Correction to "Well-posedness of semilinear stochastic wave equations with H\"{o}lder continuous coefficients''

TL;DR

This paper demonstrates that adding white noise to semilinear wave equations with Hölder continuous coefficients can restore well-posedness and uniqueness, highlighting a regularization effect of noise in stochastic PDEs.

Contribution

It introduces a novel approach using backward stochastic differential equations to establish well-posedness for wave equations with Hölder continuous drifts, even when deterministic counterparts lack uniqueness.

Findings

Well-posedness achieved for α-Hölder continuous coefficients with α in (2/3,1).

Regularization by noise restores well-posedness and uniqueness.

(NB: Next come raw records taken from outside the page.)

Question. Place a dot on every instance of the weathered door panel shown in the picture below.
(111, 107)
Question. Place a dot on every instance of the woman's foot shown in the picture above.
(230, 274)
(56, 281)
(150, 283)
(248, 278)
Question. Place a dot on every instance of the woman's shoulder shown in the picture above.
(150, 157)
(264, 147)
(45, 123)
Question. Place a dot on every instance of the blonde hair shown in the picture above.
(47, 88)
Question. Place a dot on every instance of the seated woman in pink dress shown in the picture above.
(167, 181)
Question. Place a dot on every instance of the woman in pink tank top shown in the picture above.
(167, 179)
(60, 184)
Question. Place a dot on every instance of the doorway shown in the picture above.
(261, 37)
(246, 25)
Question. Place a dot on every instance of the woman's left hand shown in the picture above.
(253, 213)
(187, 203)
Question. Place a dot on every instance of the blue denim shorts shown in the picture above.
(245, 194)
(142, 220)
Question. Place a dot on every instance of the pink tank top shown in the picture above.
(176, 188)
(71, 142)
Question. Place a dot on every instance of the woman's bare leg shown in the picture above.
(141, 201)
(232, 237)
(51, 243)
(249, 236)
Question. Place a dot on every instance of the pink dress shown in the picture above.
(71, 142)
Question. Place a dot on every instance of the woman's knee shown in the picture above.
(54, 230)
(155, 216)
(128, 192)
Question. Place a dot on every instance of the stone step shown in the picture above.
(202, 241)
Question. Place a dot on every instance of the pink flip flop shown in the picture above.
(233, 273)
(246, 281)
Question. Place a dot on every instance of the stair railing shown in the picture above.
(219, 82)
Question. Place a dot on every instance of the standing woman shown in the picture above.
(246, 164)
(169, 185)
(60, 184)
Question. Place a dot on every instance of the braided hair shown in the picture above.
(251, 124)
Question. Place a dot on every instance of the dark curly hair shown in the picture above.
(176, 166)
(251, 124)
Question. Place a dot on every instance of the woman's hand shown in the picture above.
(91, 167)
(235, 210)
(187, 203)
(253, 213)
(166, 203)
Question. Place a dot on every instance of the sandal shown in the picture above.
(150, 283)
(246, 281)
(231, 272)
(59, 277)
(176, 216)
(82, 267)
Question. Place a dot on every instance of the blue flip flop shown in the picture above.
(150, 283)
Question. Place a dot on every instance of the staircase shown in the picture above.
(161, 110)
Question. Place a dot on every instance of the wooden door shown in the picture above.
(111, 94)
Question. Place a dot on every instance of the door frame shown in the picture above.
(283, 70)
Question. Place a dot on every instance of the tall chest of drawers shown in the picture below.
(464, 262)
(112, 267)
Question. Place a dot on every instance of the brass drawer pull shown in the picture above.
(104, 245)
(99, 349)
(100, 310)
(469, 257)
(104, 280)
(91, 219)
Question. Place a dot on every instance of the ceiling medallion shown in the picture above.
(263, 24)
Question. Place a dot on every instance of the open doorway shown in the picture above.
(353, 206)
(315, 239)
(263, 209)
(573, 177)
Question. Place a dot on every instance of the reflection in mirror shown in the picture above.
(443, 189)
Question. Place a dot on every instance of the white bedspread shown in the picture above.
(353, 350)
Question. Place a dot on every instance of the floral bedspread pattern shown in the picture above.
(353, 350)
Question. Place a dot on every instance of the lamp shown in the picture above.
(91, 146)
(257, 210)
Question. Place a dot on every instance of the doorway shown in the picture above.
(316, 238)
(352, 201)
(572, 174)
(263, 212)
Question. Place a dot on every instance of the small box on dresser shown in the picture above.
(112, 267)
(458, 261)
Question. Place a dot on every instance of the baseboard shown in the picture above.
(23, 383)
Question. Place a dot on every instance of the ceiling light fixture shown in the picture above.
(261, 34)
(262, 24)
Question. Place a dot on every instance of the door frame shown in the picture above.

Method applies despite the associated linear semigroup not being strong Feller.

Abstract

We prove that semilinear stochastic abstract wave equations, including wave and plate equations, are well-posed in the strong sense with an $\alpha$-H\"{o}lder continuous drift coefficient, if $\alpha \in (2/3,1)$. The uniqueness may fail for the corresponding deterministic PDE and well-posedness is restored by adding an external random forcing of white noise type. This shows a kind of regularization by noise for the semilinear wave equation. To prove the result we introduce an approach based on backward stochastic differential equations, differentiability along subspaces and control theoretic results. We stress that the well-posedness holds despite the Markov semigroup associated to the linear stochastic wave equation is not strong Feller.